My mommy brain is back. I thought that foggy postpartum brain-drain feeling was supposed to go away once my babies started sleeping through the night. But toddlers became young children who became teenagers, and then my mommy brain came back.
It’s not like the sleep-deprived fuzzy feeling of those first few months of motherhood, when I was suddenly given a baby to take care of and had absolutely no experience and no idea what I was doing. Teenage mommy brain is different (my kids sleep through the night; the shock of being a mother has worn off) yet similar (I have no prior parenting experience — when it comes to teenagers — and I sometimes feel overwhelmed).
My kids think I am simply flaky. I often forget where I put my wallet, and I can never find my keys. Sophie bought me something called the Tile, which looks like a small card and lives in my wallet. I use the Tile app on my phone to ring the little card in my wallet so I can locate it. The problem is, I need my phone to do this, and I don’t always know where that is.
Last week, I made a doctor’s appointment for Sophie to get her flu shot. When I told her this, she reminded me that she had already gotten her flu shot, months ago. Recently, I was late to pick up one of my kids. Once I was in the car, I realized I had forgotten my shoes; then I realized I needed gas. I stopped at the gas station to fill up the tank in my socks.
My absent-minded mommy brain isn’t disorganized. I like to organize all sorts of things. I like spreadsheets. I like lists. My books, after I read them, are organized by genre. So are my cookbooks. The pantry is organized by category, and I transfer staples like flour and sugar to matching glass jars with labels. I like order.
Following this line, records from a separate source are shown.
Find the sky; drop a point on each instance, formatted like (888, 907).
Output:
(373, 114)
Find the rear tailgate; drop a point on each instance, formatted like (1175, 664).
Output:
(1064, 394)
I’m also really good at multitasking. I bet most mothers are. I can sign permission slips, make doctor’s appointments, send professional emails, unpack lunchboxes, make dinner, find a lost calculator, check a date on my calendar, investigate a weird rash on one of my children’s arms and call the plumber, all within the span of half an hour.
Teenage mommy brain is making space for new and more important things, so sometimes the little stuff fades away. Teenage mommy brain is checking three times to make sure I signed Sophie up for the SAT. It’s waking up in the middle of the night to remind me to check one more time, because it’s critical to her future and feels way more important than it did to make sure her soccer socks were clean in the mornings when she played for a hot minute in third grade.
Teenage mommy brain is what happens when your child drives over the Golden Gate Bridge alone for the first time. Everything that was in my head prior to that went away, and some of what left may never come back.
Teenage mommy brain is when your kid is negotiating with you for what seems like hours; you cannot keep up with their argument, as hard as you try and as smart as you think you are — they are winning — and this drains your brain more than any toddler tantrum could.
All of a sudden, new words and phrases like “I can be in charge of my own life,” “college” and “18” have entered my head, throwing me a little off balance, and stuff like remembering my shoes when I get into the car to pick up a kid feels trivial.
I may be a little forgetful at times, but in my defense, I’m present and I’m all in. I’m the one behind the scenes making it all work, and that takes work. My kids might not always understand that. I need them to be a little more patient with me. But honestly, I think I just need to be a little more patient with myself. And hopefully this teenage mommy brain is only a temporary state.